"La confrontation risque d'être difficile", prédisait il y a un mois l'avocat de Latifa Ibn Ziaten, la mère du premier soldat tué par Mohamed Merah. Cinq semaines plus tard, le déroulé du procès du frère du "tueur au scooter" lui a donné raison. Devant la cour d'assises spécialement composée, il a été beaucoup question du terroriste, un peu de son frère Abdelkader, complice présumé, et presque pas de Fettah Malki, co-accusé pour avoir fourni une arme et un gilet pare-balles. C'est pourtant ces deux hommes, contre qui ont été requis respectivement la perpétuité et 20 ans de prison, qui seront fixés sur leur sort, jeudi soir, au terme d'un procès électrique et teinté d'émotion.
"Le chagrin des victimes et l'opinion publique". De l'aveu même du défenseur d'Abdelkader Merah, Eric Dupond-Moretti, "à l'heure du jugement, les risques de dérive sont multiples, mais essentiellement de deux ordres : le chagrin des victimes et l'opinion publique." Cinq semaines durant, la peine des parties civiles a en effet saisi la salle Voltaire.

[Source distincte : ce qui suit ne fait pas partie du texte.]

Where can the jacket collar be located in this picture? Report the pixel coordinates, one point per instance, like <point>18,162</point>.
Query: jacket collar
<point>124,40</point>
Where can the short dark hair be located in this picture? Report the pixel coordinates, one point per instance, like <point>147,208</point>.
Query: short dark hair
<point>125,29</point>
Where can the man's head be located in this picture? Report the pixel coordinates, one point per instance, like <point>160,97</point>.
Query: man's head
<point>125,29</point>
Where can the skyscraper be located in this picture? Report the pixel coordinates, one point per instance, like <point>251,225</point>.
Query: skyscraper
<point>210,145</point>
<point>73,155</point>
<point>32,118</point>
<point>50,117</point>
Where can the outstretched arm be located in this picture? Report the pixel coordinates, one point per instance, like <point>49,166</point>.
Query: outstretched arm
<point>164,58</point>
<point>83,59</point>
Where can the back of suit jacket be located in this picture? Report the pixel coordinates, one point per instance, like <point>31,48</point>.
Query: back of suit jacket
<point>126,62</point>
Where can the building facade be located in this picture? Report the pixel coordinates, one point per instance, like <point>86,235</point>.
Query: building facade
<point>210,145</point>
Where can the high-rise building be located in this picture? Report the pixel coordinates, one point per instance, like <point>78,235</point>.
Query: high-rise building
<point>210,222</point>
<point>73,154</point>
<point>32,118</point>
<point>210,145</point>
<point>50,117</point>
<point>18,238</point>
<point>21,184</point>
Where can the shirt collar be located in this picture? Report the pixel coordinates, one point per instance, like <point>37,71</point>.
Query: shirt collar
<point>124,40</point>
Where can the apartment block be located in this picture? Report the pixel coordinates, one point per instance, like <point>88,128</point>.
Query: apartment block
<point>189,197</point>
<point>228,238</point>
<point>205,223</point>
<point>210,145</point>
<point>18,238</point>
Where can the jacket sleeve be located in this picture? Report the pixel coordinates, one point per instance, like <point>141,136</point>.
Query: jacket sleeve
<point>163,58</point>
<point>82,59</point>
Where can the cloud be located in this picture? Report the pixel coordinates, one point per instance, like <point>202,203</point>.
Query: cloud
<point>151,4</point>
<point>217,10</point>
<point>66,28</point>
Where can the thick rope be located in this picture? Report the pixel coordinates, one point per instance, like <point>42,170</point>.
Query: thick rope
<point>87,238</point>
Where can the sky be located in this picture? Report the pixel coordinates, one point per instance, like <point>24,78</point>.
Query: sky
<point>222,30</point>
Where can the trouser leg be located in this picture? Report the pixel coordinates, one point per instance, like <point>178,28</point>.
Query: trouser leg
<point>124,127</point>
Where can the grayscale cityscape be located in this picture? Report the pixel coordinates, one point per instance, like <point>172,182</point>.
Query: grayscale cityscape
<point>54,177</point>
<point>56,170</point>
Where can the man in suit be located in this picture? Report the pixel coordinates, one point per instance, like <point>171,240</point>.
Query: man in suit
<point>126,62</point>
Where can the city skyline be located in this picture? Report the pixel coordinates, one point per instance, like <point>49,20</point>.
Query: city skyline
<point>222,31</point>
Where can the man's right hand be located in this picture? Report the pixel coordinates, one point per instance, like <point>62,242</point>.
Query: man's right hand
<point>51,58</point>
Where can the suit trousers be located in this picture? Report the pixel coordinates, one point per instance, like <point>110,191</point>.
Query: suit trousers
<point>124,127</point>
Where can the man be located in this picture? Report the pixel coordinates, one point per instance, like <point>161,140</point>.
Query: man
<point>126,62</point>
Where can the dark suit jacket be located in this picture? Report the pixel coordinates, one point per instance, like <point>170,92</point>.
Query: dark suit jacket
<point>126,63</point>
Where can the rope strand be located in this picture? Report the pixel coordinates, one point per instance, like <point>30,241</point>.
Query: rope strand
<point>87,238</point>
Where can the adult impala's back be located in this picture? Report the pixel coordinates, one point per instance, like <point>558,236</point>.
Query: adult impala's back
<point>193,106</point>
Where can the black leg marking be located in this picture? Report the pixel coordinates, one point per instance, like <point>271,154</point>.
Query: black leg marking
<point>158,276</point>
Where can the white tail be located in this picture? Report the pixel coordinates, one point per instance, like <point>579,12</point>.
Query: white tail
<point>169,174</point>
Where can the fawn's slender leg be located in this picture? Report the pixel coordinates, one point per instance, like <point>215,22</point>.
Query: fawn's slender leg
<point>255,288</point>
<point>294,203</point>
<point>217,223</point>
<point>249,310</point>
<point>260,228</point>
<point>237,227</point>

Chaque matin ou presque, Latifa Ibn Ziaten et ses fils, Samuel Sandler, père et grand-père de trois des victimes de l'école juive Ozar Hatorah, Alhem et Radia Legouad, soeurs de l'un des militaires abattus devant leur caserne de Montauban, et de nombreux autres ont pris place sur les bancs qui leur étaient réservés.
Entendus par la cour, ils l'ont bouleversée en narrant la violence de la mort et la douleur de l'absence. "Comment exécuter un enfant avec une tétine à la bouche ? C'est le mal absolu", s'est étranglé Samuel Sandler, qualifiant Abdelkader Merah de "petit Eichmann des quartiers". "Ma vie est devenue un combat de chaque jour", a de son côté raconté l'ancien parachutiste Loïc Liber, seul survivant des tueries et aujourd'hui lourdement handicapé et "sans aucun doute quant à la culpabilité des deux accusés".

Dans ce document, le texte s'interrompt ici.